If you are booked to have a Caesarean Birth you will receive an email around 1-2 weeks prior to when you ELSCS will take place. This email will contain the following information:

  • The date of your caesarean section
  • If your ELSCS is in the morning or the afternoon
  • Step by step details of what you need to do to prepare for your ELSCS
  • What time and where you need to arrive at Tunbridge Wells Hospital on the day of your ELSCS
  • Where to go to have mandatory blood tests, which all those having elective surgery are required to undertake, this is usually booked in for two days prior to surgery

You can view all the essential information for your caesarean here.

Anaesthetic/Pain relief

Caesarean section is performed under either a spinal or epidural for pain relief. Please click here for more information about the anaesthetic used for surgery.

Your hospital stay

It is common to stay in hospital, usually on the Postnatal Ward, for at least one night after a caesarean birth and your birth partner is able to stay with you. At Maidstone and Tunbridge Wells NHS trust we aim to get you mobilising as soon after surgery as is comfortable for you as this can improve your recovery. You will be offered regular pain relief whilst in hospital and we will advise you on how to continue to take your own pain relief at home.

Preventing complications

Women who have had a caesarean birth have a higher chance of forming a blood clot in the legs or lungs following surgery. Some women who have had a caesarean birth are given a blood thinning injection to reduce the risk of blood clots. If you have additional risk factors, you may need to have these injections at home for up to six weeks. This will be discussed with you on an individual basis.

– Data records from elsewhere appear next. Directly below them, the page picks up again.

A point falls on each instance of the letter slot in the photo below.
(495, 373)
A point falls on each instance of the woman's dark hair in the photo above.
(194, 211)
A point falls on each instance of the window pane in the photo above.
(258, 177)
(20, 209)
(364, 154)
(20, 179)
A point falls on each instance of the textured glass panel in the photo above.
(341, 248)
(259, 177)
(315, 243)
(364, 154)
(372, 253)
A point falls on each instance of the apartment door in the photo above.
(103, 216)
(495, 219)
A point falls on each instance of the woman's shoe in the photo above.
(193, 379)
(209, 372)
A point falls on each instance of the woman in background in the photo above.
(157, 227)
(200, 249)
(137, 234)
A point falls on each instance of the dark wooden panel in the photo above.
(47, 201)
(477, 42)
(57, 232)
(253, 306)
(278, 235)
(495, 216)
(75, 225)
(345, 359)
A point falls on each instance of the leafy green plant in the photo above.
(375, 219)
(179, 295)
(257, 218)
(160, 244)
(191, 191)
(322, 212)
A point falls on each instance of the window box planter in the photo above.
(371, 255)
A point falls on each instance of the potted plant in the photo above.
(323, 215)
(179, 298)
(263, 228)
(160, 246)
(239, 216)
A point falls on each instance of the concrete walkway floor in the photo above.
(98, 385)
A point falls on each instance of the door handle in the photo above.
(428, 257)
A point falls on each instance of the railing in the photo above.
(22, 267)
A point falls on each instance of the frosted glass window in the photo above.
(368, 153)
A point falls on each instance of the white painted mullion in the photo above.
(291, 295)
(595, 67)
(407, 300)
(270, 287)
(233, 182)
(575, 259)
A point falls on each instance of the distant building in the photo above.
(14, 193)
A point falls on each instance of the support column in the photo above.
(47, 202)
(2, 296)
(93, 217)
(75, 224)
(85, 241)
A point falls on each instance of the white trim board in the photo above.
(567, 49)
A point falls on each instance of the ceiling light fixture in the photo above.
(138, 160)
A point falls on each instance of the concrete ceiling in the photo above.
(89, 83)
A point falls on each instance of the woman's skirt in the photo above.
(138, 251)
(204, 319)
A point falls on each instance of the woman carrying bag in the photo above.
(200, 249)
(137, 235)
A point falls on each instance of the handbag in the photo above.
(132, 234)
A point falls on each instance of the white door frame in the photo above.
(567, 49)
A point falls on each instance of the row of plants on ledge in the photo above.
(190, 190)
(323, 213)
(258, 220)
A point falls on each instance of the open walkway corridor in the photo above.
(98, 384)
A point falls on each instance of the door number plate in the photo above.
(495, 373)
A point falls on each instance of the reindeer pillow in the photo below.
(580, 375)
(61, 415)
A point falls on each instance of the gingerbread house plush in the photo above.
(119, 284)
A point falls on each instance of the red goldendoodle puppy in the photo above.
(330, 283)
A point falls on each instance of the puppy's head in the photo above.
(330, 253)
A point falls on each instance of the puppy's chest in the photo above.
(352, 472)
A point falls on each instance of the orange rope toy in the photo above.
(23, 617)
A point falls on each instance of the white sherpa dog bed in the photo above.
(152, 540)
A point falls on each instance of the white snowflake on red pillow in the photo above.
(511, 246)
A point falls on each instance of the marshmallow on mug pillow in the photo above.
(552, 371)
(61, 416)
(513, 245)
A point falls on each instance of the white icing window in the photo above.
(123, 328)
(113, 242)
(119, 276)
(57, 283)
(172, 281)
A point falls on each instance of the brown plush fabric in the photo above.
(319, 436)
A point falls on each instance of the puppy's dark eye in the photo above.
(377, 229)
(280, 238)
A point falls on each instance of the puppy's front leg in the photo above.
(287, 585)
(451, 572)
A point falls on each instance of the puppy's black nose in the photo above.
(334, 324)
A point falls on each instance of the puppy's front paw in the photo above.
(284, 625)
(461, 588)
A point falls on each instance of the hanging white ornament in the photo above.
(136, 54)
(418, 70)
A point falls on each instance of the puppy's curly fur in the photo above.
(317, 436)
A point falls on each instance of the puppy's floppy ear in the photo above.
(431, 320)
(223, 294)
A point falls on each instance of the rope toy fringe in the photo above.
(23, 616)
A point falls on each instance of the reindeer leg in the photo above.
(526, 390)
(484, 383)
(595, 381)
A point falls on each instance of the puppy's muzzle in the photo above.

Please click here for more information on reducing your risk of blood clots in pregnancy and in the postnatal period.

Your birth experience/Kangaroo care

We are now able to offer most women having a planned caesarean the opportunity to have immediate skin to skin contact with their baby in the operating theatre using a KangaWrap Kardi. The Kardi was developed and researched by midwives at Maidstone and Tunbridge Wells NHS Trust to help women to perform Kangaroo care in the operating theatre after a caesarean birth. Our research reported that many women found the Kardi gave them a sense of security and warmth whilst their baby was skin to skin and it’s use was associated with an increase in the number of women who were able to breast feed successfully. Click here to read what parents say.

Please discuss this with your doctor and midwife during pregnancy and then let the midwife or nurse caring for you on the day of your caesarean know that you would like to do this. You will be shown how to wear the Kardi under your operation gown and your midwife will explain how to use it safely, until you feel well enough to get out of bed. Please note there may be certain medical conditions when this will not be possible.

Self-Administration of Medication after Elective Caesarean Section

Pain varies from woman to woman and therefore the type and amount of painkillers required will vary. We believe that you are the best person to understand what pain relief you need and when you need it. By aiming for excellent control of pain, it is more likely you will be less stressed, more likely to sleep better and have a speedier and healthier recovery. This can be achieved by asking yourself at least every four hours – “How is my pain and what is my pain score?”

At Tunbridge Wells Hospital, we supply you with your own painkillers and teach you how to take them when you need them. You will be given three different types of painkillers, depending on your individual requirements, and a supply to take home with you on discharge. Please read our Self Administration of Medicines leaflet.

Unplanned (Emergency)

An unplanned or emergency caesarean is performed if there are immediate concerns about mother or baby and it is not possible to deliver the baby vaginally. There are different categories of emergency depending on the level of concern for mother or baby. This dictates how quickly the birth of the baby needs to occur.